Let’s look back at the HIV/AIDS virus, as this is a prime example of the enemy that doctors have to face when trying to cure patients. According to researchers at the University of California-San Diego, the virus is protected because of its sheer variation. Although the virus can be temporarily tamed, stopping its progress has proven to be ineffective at best due to its versatility. Of course, the virus also enters the body by using an already opened door: malaria is rampant in locations such as Africa, and there is a link between the people who have been infected with malaria and people who catch AIDS. When someone catches malaria, his or her body produces proteins to protect itself, which kill off the malaria, but the HIV virus uses these proteins to enter the body and infect a human’s cells. In a sense, the virus isn’t self-sufficient until it enters the body, but it multiplies exponentially and destroys a human shortly after infection unless several treatments are started.

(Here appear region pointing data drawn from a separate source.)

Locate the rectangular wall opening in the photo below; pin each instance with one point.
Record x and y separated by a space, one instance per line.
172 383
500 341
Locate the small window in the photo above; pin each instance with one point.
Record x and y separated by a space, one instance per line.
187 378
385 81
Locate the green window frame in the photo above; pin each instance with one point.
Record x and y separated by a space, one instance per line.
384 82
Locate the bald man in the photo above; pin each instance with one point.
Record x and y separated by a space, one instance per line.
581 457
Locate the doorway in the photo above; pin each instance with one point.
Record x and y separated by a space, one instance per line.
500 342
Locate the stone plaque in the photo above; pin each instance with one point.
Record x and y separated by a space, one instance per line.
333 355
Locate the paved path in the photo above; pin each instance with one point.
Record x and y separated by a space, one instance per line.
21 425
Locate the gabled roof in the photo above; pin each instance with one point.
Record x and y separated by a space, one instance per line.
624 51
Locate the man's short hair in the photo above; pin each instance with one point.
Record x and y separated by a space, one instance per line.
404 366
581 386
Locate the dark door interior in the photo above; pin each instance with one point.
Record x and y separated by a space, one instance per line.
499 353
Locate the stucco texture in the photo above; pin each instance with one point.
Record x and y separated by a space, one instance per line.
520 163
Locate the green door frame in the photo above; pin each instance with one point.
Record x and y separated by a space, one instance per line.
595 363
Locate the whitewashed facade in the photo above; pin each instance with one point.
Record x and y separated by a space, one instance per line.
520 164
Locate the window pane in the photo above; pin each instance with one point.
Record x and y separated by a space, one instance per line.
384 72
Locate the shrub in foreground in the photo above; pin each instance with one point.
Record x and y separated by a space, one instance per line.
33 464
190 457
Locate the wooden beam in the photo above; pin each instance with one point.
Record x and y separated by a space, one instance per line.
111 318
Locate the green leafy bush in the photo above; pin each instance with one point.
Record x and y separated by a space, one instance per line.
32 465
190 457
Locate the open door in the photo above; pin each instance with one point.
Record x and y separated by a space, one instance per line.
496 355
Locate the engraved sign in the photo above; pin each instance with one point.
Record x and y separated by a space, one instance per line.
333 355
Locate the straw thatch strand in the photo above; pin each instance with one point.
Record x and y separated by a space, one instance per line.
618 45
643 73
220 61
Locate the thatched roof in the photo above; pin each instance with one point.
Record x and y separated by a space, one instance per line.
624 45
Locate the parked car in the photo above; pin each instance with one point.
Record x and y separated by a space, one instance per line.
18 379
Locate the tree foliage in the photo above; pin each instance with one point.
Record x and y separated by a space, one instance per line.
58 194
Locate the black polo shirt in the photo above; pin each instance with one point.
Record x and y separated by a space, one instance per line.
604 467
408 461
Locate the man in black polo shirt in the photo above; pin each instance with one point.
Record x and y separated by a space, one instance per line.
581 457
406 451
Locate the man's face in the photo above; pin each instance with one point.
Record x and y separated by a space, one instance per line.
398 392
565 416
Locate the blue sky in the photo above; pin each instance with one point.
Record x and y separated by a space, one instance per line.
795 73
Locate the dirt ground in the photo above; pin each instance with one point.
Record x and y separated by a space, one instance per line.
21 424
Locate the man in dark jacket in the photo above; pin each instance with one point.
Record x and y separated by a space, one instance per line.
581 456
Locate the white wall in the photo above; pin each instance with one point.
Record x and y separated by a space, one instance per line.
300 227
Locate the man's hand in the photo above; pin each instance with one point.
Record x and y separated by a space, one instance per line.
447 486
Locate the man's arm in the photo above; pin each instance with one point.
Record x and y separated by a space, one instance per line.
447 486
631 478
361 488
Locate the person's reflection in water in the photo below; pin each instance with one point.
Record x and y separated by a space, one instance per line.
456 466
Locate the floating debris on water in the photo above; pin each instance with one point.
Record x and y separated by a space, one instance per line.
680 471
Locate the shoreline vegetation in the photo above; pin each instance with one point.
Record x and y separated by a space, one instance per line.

Scientists constantly need to develop new medications because new viruses are being developed. This can be compared to war; in reality, it is a war. Just as humans fight with each other and use advances in technology to their advantage, humans fight viruses and use technology. But just as in all wars, the other side has technology too. The virus is capable of countering our best efforts just because its different strains are naturally selected, so many doctors understand that a patient living with AIDS who seems to have positively responded to a medication doesn’t have long before he or she needs to start a new round of a different medication.

Now, today’s doctors understand that a virus is indeed an organism that has to live side-by-side with human beings, but during the time of the Black Plague, it was believed that this was God’s way of punishing humanity for its crimes. Very little, if any, scientific or medical explanation was given for the plague, so the people really didn’t have an idea of what they were up against. But today, doctors know that humans have an enemy that is almost perfectly explained by science; science answers one set of questions, such as “how” things will come to be in this world, whereas religion answers another set, the “why” behind all events. Scientists do not know why things happen, such as why bad things happen to good people, but they do know how bad things such as the Black Plague became involved in the lives of good people.

The theory of natural selection personifies the virus in the eyes of the doctors and teaches them that the virus will get rid of its own mistakes over the course of time. After all, because the word “virus” rarely leaps to mind when the word “organism” is mentioned, many people don’t understand the concept of evolution in beings other than plants and animals. In the case of the AIDS virus, natural selection tells doctors that new medications are in high demand for a patient, but it also raises a question: Will the AIDS virus eventually evolve to the point at which it is immune to all modern medicine, or will scientists and doctors exploit its weaknesses and terminate it before it can evolve to that extent? No matter which outcome scientists predict, the question forces scientists to put more effort and research into the development of medications to “win the race” against this deadly virus, this enemy.